The massive fishkill in Taal Lake is another glaring consequence of a program and system gone haywire. There were just too many fish pens allowed to operate by the LGU beyond the capacity of the ecosystem to support them. “Environmental carrying capacity for fish aquaculture is defined as the maximum number of fish of a given species that may be safely grown in the considered water body.” (Legovic, 2008)
A “model was developed to estimate the production carrying capacity of water bodies based on nutrient inputs from aquaculture and other sources, flushing rates, and the risk of algal blooms for three different areas of the Philippines – Bolinao (marine site), Dagupan (brackishwater site) and Taal Lake (freshwater site). The results suggest that aquaculture production in the Taal Lake was greater than the sustainable carrying capacity.”
The study concludes that “aquacultures in the Taal Lake have overcome the carrying capacity. Aquacultures in Bolinao Bay are close to carrying capacity during average tidal exchange. This means that during low tidal exchange and no wind, carrying capacity has been overcome. Aquacultures in Dagupan section of the estuary have not overcome carrying capacity even during low flow. However during very low flow and no tidal flushing carrying, capacity has been overcome.” (https://journals.upd.edu.ph/index.php/sciencediliman/article/view/1452/1408)
What is lamentable is the government’s failure to listen to what the scientists had been saying as far back as 2007 or earlier. Yet, no one is held accountable.

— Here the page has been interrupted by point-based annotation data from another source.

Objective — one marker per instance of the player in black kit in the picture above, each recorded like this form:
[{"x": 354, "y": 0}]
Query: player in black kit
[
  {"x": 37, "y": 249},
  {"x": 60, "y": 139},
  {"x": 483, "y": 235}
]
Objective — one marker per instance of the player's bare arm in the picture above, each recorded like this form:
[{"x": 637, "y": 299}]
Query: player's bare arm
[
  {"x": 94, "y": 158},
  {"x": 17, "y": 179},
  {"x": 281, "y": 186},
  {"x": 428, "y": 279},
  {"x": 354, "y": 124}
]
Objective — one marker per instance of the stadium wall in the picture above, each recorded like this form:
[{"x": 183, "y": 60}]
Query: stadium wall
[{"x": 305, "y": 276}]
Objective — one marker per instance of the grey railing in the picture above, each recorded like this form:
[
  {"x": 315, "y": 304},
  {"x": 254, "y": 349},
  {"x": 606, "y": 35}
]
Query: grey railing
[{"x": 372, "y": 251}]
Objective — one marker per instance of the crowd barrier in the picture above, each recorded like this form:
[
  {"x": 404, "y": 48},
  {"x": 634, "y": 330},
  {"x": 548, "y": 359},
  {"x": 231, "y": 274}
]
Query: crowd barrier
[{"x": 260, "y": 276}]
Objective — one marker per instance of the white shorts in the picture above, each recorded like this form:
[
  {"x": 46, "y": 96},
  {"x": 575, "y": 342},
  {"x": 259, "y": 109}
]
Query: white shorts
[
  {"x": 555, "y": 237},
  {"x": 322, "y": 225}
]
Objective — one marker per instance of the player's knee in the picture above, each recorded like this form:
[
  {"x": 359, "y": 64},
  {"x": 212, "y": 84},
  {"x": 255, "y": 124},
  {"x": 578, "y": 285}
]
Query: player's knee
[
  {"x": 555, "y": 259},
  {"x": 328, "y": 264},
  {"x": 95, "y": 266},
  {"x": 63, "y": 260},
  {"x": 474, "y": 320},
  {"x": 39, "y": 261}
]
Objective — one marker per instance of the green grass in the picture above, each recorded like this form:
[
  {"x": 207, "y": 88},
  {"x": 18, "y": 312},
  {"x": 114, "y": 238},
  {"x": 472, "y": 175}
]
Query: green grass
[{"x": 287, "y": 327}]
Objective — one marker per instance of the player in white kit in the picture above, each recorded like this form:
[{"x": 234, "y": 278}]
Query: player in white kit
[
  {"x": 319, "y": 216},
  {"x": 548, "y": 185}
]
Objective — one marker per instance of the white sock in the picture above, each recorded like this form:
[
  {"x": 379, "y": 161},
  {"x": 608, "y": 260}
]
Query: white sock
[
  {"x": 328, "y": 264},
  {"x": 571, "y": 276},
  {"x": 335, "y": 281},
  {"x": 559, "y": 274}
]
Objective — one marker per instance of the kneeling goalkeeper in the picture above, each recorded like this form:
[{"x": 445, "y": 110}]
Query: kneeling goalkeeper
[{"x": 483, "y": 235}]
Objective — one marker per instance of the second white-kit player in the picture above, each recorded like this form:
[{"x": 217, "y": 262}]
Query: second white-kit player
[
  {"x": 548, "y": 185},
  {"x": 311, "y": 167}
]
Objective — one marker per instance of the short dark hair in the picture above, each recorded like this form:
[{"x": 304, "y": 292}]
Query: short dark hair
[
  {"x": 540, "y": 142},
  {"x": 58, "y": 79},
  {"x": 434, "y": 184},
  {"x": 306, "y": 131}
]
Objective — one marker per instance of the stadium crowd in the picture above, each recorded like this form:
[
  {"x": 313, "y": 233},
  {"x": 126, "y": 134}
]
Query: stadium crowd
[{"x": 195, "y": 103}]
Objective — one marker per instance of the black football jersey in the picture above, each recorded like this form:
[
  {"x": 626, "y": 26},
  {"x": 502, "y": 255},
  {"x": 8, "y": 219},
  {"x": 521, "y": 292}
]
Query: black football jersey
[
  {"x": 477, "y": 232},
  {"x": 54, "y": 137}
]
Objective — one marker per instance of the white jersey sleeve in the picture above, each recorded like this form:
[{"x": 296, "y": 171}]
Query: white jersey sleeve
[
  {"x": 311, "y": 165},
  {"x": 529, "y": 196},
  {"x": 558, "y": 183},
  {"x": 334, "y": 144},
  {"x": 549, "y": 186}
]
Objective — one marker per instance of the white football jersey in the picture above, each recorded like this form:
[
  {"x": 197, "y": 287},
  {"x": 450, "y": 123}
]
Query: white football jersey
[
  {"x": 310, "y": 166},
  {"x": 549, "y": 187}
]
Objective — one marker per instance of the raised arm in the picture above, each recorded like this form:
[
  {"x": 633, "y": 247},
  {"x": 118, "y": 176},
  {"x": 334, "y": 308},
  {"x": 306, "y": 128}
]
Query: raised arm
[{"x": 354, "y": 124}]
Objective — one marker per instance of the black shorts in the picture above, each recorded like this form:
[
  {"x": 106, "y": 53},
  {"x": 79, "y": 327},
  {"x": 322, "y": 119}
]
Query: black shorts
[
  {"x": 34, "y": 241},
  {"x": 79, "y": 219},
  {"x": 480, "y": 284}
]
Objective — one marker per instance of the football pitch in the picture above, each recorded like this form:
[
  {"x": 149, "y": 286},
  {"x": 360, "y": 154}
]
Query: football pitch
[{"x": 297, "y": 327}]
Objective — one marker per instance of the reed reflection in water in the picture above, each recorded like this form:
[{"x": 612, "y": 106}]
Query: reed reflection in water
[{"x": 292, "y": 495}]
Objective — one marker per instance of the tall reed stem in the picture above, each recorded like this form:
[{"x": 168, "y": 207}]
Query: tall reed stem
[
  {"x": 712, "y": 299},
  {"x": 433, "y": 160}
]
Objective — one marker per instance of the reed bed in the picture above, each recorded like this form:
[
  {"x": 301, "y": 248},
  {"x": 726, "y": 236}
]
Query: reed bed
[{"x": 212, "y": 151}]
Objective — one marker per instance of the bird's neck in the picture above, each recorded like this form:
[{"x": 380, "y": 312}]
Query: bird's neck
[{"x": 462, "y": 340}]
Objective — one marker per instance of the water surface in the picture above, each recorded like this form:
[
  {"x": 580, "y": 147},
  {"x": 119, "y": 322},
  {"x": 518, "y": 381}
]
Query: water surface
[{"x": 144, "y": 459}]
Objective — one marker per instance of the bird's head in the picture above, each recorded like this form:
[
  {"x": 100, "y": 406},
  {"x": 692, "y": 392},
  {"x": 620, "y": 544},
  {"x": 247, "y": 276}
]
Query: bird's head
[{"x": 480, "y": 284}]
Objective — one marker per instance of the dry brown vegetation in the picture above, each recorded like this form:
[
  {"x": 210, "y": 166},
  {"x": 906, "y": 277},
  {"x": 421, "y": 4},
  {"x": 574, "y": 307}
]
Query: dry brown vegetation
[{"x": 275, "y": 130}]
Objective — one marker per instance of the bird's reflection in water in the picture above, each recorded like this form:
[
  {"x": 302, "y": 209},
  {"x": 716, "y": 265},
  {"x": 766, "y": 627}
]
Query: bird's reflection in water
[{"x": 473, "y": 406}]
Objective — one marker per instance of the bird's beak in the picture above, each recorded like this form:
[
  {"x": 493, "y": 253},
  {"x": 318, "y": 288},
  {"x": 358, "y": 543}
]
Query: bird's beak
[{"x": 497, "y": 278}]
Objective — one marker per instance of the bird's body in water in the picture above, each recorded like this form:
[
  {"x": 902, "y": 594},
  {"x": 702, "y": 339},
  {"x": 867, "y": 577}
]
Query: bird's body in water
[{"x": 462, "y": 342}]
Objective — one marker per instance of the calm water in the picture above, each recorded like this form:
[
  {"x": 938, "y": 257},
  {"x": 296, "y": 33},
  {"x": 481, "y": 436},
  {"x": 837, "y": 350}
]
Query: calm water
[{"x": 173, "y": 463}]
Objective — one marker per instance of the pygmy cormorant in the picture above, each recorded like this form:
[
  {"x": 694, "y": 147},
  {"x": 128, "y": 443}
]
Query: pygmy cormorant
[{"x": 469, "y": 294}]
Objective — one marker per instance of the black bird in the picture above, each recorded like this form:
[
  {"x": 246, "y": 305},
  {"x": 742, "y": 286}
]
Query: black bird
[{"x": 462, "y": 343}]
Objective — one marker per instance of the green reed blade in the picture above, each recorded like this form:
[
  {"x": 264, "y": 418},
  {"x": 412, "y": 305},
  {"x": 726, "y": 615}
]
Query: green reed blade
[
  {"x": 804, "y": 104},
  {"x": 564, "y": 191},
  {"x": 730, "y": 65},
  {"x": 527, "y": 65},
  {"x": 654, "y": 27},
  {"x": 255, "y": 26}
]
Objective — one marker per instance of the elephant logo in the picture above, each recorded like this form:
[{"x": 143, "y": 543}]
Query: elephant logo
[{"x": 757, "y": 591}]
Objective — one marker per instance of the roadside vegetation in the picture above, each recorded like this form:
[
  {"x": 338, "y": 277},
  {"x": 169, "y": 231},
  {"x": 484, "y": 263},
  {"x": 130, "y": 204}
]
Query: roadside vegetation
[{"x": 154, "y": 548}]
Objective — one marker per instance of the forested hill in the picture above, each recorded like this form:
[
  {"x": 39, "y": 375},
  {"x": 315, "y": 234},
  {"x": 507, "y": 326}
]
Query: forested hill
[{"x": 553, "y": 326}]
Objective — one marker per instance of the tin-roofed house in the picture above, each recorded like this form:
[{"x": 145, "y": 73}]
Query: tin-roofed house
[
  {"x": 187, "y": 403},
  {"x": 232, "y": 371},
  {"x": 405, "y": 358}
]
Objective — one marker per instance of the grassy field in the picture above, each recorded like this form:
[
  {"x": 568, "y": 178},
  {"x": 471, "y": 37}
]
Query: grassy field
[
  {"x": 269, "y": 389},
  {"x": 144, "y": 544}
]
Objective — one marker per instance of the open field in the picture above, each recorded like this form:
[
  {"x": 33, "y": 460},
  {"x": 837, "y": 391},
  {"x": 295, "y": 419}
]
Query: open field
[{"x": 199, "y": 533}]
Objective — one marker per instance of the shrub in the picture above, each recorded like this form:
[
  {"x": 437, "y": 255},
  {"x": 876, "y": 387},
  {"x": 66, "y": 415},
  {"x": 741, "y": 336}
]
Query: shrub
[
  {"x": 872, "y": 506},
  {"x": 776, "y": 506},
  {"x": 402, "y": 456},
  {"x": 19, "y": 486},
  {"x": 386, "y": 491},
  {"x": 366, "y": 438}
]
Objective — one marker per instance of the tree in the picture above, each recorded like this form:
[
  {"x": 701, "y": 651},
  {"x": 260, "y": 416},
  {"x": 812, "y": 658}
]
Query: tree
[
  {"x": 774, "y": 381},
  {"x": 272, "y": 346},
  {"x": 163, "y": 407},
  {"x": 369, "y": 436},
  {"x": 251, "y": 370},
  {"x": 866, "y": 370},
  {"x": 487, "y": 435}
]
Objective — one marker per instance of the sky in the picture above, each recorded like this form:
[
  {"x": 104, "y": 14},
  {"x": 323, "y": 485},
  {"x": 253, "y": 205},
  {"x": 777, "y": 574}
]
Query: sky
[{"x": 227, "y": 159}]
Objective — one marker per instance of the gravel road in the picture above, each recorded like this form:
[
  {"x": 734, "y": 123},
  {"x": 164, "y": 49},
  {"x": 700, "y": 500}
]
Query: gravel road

How about our forest ecosystems? How far can ecosystems take on the relentless mining activities being done pursuant to the mining permits granted by authorities?
Our dear colleague, the brilliant Ben Cabrido, and the citizens and nongovernment organizations, request the Supreme Court to revisit the law and its implementation. “Carrying capacity” as defined by the Mining Act “refers to the capacity of natural and human environments to accommodate and absorb change without experiencing conditions of instability and attendant degradation.”
Ben crafted the theory that the carrying capacity, as defined by R.A. 7942, Philippine Mining Act of 1995, as a standard to guide the decision makers, was overlooked by the implementing authorities. One hundred seventy tenements affecting a total land area of 808,269.09 hectares or about 51 percent of the region’s total land mass has been approved for Zamboanga Peninsula. The petition for Writ of Kalikasan seeks to “effectuate the statutory definition of carrying capacity of our ecosystems and whether public respondents’ mindless issuances of mining tenements in biologically diverse Zamboanga peninsula have violated the principle of non regression.”
We are suffering and terribly inconvenienced by projects that are easily granted permits without taking into account nature’s carrying capacity, procedures required by the law and the sentiments of the people.
Do you agree that government should declare a moratorium on these projects and listen, intently, if they have never done so, to what their constituents and scientists have to say?
The carrying capacity of the people to withstand the disastrous impacts of non-participatory, unresponsive and inefficient governance, has its limits. Let us not fail to learn from history.